Dernière mise à jour 22 juin 2026 par Wassedo Stephane Tan

Espace aérien africain : la sécurité à l’épreuve de la croissance du trafic

Plus d’avions, mêmes infrastructures de contrôle. Le point sur un défi rarement raconté de l’intérieur.

Par Wassedo Stéphane Tan, contrôleur aérien et chef de service navigation aérienne.

Montez dans la tour de contrôle d’un grand aéroport africain un vendredi soir. Les avions s’enchaînent, les fréquences crépitent, les écrans clignotent. Il y a dix ans, ce même créneau était calme. Aujourd’hui, il est saturé.

Le ciel africain se remplit. Vite. Plus vite, même, que la plupart des régions du monde. C’est une excellente nouvelle pour l’économie du continent. Mais elle pose une question que l’on évite souvent de poser franchement : nos moyens de contrôle suivent-ils le rythme ?

Espace aérien africain : la sécurité à l’épreuve de la croissance du trafic

Car derrière chaque avion qui décolle, il y a des hommes, des radars, des procédures et des fréquences radio. Et tout cela ne se multiplie pas aussi vite que le nombre d’appareils. Voici, vu de l’intérieur, l’un des défis les plus importants et les moins racontés de l’aviation africaine.

Un ciel qui se remplit plus vite que prévu

Commençons par les chiffres, car ils donnent le vertige. Sur les premiers mois de 2025, le trafic passager en Afrique a bondi de plus de 9 % par rapport à l’année précédente. C’est nettement au-dessus de la moyenne mondiale.

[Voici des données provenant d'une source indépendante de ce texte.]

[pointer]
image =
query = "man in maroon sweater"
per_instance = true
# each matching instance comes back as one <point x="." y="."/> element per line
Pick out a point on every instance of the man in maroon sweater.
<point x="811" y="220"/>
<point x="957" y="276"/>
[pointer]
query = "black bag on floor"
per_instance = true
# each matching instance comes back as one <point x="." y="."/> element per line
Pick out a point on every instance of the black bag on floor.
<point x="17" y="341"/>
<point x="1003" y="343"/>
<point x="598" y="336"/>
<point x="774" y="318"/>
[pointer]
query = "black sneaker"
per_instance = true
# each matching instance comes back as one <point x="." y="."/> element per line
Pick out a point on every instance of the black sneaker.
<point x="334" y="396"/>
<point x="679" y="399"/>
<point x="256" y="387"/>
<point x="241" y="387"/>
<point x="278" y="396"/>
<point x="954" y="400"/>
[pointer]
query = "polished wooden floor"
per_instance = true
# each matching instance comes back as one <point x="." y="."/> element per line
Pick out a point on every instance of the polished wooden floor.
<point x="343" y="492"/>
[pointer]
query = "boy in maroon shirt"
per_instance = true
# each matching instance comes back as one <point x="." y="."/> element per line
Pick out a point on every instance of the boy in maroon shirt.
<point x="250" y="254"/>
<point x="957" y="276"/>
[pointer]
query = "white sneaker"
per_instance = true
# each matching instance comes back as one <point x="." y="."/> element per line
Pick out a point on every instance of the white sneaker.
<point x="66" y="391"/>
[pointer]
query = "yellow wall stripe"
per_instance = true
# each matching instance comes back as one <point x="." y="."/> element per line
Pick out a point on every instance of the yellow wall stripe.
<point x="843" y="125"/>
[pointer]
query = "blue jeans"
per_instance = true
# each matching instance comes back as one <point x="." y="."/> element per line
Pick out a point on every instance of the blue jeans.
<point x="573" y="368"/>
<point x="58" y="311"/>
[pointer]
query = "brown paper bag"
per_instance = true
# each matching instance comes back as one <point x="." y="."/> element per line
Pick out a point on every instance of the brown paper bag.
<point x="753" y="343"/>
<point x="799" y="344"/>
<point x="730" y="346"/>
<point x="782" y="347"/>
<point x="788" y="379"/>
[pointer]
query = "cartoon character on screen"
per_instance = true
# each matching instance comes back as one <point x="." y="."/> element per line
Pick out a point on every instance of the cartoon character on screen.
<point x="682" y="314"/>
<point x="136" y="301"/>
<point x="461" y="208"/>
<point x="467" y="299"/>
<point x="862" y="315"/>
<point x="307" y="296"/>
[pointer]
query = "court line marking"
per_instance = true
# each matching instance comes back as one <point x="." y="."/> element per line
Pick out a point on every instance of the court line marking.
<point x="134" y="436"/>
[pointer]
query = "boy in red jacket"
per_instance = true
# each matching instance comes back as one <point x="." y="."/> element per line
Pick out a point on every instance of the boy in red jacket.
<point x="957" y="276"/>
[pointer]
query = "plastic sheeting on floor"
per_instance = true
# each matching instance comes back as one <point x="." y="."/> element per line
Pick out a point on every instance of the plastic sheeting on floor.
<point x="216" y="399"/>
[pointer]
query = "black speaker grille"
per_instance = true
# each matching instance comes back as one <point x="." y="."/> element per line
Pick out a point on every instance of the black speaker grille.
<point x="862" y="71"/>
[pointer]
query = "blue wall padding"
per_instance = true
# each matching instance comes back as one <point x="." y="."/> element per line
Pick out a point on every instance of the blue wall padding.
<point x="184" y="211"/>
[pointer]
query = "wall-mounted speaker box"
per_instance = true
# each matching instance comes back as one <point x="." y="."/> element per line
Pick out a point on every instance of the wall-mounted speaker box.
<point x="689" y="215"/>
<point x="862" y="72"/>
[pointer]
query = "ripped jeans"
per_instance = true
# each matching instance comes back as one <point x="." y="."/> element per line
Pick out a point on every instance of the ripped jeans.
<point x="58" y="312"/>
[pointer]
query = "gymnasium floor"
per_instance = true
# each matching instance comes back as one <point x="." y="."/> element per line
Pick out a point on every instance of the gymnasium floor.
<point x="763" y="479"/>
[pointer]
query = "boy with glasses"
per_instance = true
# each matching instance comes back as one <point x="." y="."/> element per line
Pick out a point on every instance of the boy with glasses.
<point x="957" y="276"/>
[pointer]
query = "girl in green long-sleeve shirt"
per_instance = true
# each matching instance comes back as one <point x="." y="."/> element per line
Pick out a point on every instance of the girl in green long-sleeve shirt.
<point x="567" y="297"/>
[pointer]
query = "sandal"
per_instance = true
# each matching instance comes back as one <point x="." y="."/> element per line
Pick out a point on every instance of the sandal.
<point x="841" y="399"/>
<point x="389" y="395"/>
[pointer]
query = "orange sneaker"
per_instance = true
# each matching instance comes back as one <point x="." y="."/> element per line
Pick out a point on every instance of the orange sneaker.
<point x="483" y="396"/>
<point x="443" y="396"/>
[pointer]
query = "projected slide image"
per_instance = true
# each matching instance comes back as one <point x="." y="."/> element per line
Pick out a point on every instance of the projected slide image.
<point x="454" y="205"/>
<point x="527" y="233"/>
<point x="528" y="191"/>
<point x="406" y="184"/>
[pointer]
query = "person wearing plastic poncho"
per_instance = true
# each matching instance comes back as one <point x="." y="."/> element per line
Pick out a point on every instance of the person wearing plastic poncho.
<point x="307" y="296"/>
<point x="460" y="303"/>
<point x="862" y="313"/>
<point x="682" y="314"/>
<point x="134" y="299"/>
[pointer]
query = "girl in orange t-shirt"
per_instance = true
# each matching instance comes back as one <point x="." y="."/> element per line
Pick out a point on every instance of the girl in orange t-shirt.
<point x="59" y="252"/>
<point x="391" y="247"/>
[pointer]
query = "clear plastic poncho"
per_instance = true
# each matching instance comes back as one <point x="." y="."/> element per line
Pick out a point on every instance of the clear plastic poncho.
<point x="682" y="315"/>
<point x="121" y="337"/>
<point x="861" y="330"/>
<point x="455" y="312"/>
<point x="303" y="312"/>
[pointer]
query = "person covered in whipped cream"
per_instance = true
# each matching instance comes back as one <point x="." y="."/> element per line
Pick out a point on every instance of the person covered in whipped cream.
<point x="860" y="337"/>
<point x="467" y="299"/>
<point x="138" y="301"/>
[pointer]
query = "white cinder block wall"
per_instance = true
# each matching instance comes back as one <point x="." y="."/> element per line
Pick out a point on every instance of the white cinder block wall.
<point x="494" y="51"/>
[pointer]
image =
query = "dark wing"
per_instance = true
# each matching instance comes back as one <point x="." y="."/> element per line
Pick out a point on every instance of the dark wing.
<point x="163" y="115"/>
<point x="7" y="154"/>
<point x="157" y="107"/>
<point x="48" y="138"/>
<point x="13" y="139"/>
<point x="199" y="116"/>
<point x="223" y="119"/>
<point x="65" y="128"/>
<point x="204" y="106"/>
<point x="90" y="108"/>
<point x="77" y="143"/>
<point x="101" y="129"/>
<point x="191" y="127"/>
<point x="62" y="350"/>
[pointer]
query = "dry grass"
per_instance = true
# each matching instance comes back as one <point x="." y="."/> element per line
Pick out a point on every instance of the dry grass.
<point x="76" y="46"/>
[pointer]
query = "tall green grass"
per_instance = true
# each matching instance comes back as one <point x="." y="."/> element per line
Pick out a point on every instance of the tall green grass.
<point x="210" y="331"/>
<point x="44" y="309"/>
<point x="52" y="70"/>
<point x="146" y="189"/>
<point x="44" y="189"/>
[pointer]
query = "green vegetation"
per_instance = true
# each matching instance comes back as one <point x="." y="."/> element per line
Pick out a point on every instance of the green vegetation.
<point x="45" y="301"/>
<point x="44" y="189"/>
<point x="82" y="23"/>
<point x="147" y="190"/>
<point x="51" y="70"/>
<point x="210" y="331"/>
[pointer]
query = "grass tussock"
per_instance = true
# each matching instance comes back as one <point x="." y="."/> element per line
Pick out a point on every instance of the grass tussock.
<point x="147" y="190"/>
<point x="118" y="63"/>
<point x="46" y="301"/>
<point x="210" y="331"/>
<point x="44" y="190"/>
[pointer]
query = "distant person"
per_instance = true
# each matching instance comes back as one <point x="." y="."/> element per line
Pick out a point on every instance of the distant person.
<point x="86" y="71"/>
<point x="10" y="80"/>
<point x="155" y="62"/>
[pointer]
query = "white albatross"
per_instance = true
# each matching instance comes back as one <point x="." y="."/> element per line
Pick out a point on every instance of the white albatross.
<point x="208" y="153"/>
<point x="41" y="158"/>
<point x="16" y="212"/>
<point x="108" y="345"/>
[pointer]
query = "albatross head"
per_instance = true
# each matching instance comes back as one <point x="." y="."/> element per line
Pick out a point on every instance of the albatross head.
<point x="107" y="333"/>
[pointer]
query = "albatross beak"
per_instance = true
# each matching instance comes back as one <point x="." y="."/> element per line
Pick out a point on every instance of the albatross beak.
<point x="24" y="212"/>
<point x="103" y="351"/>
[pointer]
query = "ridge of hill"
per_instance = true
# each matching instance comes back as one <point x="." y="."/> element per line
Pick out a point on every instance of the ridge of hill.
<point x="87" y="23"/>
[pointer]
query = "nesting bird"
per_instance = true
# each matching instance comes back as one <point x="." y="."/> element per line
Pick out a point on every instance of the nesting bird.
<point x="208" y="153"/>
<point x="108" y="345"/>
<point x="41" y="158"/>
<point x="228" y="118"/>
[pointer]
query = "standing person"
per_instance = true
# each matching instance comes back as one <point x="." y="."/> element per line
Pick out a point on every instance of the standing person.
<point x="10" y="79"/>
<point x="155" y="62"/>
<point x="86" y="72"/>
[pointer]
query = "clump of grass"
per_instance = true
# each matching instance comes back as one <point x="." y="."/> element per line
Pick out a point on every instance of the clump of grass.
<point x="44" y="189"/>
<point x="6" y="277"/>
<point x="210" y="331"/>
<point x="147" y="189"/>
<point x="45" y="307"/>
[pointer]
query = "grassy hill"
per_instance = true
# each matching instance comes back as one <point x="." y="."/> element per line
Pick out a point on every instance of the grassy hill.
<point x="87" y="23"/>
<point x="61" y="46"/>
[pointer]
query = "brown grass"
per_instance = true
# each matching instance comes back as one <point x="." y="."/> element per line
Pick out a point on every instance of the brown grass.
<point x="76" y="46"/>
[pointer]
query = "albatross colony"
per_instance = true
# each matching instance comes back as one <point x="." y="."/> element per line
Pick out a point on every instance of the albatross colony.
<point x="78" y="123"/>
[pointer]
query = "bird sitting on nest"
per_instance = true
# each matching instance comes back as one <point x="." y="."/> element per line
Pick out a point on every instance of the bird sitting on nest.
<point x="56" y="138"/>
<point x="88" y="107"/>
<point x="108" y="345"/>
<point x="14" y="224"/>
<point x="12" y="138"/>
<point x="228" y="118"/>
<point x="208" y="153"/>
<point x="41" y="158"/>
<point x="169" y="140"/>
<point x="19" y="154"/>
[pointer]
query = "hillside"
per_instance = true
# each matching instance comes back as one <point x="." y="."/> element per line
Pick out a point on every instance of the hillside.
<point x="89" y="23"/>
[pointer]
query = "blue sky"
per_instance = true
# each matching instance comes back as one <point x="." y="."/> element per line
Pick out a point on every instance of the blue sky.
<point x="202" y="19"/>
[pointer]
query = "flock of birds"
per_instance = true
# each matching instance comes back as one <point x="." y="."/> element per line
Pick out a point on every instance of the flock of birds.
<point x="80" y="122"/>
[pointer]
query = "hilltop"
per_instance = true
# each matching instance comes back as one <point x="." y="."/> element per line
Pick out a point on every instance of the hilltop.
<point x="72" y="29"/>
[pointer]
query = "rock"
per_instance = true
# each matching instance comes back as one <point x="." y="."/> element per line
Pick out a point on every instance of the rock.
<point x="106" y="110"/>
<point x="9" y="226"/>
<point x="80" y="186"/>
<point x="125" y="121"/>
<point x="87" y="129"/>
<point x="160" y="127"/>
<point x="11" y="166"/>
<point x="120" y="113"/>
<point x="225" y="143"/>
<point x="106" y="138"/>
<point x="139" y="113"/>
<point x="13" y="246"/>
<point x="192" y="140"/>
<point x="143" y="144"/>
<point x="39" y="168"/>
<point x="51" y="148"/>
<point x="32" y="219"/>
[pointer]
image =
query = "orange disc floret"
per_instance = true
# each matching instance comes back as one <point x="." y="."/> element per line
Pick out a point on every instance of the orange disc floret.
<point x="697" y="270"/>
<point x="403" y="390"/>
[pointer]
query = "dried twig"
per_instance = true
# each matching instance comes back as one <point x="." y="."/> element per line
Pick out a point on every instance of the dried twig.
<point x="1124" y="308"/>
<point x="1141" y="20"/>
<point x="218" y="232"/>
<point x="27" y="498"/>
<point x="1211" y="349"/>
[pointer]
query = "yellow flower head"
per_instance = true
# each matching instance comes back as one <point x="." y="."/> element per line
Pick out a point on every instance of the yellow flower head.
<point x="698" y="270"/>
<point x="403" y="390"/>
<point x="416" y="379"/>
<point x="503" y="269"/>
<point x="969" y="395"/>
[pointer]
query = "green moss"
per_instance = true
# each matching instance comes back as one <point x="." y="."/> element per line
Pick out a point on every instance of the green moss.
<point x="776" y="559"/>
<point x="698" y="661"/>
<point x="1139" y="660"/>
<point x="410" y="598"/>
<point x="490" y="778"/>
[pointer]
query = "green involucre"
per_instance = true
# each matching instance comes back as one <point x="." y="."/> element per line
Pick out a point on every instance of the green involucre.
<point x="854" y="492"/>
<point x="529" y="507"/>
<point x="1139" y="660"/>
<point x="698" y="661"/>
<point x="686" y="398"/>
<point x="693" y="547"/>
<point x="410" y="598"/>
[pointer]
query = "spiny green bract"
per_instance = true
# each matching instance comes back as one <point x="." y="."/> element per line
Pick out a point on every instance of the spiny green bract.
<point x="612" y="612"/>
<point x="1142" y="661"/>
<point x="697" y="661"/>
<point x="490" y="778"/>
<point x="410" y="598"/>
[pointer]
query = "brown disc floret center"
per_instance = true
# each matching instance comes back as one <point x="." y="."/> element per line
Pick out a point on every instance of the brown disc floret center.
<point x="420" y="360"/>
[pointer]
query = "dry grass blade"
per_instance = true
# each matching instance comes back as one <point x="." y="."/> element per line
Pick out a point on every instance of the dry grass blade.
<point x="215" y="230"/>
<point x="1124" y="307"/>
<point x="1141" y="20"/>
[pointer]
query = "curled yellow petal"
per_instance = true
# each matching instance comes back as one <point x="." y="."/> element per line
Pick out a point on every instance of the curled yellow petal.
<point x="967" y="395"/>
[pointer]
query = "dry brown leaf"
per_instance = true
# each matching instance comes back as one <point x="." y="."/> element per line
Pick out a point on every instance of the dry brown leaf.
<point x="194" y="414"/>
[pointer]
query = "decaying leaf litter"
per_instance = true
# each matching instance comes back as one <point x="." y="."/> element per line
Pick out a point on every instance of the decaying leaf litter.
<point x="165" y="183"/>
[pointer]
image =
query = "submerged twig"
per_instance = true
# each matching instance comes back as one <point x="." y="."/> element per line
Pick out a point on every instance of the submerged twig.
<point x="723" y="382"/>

Le continent ne pèse encore qu’environ 2 à 3 % du trafic aérien mondial, mais sa croissance est l’une des plus rapides de la planète. Les prévisions évoquent un trafic qui pourrait plus que doubler dans les vingt prochaines années.

Plus d’avions, c’est plus de mouvements à gérer dans le même volume d’espace. Et c’est là que la mécanique se tend. Un ciel n’est pas extensible : il faut le découper, l’organiser et, surtout, le surveiller en permanence.

Si le sujet vous est nouveau, notre article sur l’aviation civile pose les bases de ce vaste écosystème.

La sécurité africaine : où en est-on vraiment ?

Soyons honnêtes, car c’est le seul moyen d’être utile. Selon le rapport de sécurité de l’IATA, l’Afrique affiche encore le taux d’accidents le plus élevé de toutes les régions du monde.

En 2025, ce taux s’établissait à 7,86 accidents par million de vols, contre 1,32 pour la moyenne mondiale. Le chiffre fait mal. Mais il faut le lire avec nuance, car il s’est nettement amélioré : il était de 12,13 un an plus tôt.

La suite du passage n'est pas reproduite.